Cancer Drug Could Be Repurposed to Fight Alzheimer’s and Memory Loss
February 10, 2026
We often hear about "drug repurposing"—taking a medicine already approved for one condition and finding it works for another. It is a faster, safer way to find new treatments because we already know the drug is safe for humans. A new study published this week in Alzheimer's Research & Therapy suggests we might have found a powerful new candidate for Alzheimer’s disease, hiding in plain sight on the cancer ward.
The drug is called CI-994. It was originally developed to stop tumour growth, but researchers have discovered it has a remarkable "dual-action" ability to repair the brain's memory networks.
The "Double Whammy" Effect
Alzheimer’s is complex, often caused by multiple failures in the brain at once. This study found that CI-994 tackles two of the biggest problems simultaneously:
Unlocking Genes (HDAC Inhibition): In conditions like Alzheimer’s, the brain’s "memory genes" can get locked down and stop working. CI-994 acts like a key, inhibiting a group of proteins (called HDACs) that normally clamp these genes shut. By blocking these proteins, the drug "opens up" the DNA, allowing the brain to switch its memory and learning processes back on.
Boosting Brain Signals (Wnt Signaling): The study also found—for the first time—that this drug activates a crucial communication pathway called "Wnt/β-catenin." This pathway is essential for keeping synapses (brain connections) healthy. In Alzheimer's, this signal often goes quiet; CI-994 turns the volume back up.

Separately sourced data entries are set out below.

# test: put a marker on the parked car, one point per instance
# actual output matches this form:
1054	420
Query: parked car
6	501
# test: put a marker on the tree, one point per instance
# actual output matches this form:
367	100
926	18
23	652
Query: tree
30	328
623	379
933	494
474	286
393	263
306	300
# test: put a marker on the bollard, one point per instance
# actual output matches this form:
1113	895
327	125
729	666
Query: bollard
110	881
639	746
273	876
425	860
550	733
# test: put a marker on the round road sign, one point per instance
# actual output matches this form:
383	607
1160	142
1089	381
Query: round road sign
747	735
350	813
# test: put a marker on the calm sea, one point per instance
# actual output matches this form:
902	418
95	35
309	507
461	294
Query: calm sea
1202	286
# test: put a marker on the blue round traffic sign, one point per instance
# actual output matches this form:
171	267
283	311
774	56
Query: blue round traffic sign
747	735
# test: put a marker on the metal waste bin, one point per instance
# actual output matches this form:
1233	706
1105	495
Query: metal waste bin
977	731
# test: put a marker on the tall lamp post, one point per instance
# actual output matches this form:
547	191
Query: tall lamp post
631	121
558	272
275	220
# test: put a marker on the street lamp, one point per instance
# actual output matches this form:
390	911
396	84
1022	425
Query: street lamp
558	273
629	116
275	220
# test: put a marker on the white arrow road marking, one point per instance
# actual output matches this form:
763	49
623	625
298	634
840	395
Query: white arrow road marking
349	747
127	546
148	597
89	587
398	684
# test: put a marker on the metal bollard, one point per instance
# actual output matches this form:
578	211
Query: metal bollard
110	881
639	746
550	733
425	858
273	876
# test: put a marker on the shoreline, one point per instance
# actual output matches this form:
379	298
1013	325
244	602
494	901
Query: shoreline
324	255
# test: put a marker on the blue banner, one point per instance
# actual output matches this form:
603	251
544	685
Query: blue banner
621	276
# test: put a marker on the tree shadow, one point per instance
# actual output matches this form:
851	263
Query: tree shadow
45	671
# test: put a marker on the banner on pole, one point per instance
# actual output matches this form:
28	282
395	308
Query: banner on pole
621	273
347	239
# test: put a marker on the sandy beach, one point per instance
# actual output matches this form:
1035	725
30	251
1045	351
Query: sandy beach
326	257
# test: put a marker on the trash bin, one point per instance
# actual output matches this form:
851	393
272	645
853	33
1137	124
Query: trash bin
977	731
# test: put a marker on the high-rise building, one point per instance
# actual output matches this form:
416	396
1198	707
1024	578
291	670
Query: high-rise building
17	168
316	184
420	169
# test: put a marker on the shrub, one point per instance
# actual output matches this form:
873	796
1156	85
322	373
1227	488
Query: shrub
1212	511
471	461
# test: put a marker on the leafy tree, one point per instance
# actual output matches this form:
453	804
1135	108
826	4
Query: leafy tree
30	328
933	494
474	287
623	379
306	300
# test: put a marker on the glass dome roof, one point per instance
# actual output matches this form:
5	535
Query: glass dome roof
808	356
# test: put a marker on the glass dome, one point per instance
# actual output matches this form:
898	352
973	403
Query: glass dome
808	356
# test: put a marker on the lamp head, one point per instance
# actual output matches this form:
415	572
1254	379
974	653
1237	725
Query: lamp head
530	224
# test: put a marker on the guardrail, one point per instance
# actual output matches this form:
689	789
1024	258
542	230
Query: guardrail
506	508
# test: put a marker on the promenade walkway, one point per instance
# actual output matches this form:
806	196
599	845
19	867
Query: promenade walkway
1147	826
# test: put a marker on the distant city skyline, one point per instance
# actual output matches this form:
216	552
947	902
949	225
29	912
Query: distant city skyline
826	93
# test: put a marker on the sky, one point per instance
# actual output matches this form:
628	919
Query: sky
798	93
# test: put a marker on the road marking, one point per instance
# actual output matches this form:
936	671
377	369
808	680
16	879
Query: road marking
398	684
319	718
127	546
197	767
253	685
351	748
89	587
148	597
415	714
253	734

Why This Matters for Parkinson’s Too
While this specific study focused on Alzheimer’s, the implications for Parkinson’s are significant. Both conditions share similar features, particularly the buildup of toxic proteins (like tau) and the loss of cognitive function. The study showed that CI-994 significantly reduced the phosphorylation of tau—the "tangles" that choke brain cells. Since cognitive decline is a major fear for many with Parkinson’s, a drug that can protect memory and synapse health is a beacon of hope for all neurodegenerative conditions.
The researchers used advanced "brain organoids" (mini-brains grown from patient stem cells) to prove this works on human tissue, not just in mice. Because CI-994 is an orally active drug (a pill, not an injection) that has already been in clinical trials for cancer, the path to testing it in patients with memory loss could be much shorter than starting from scratch.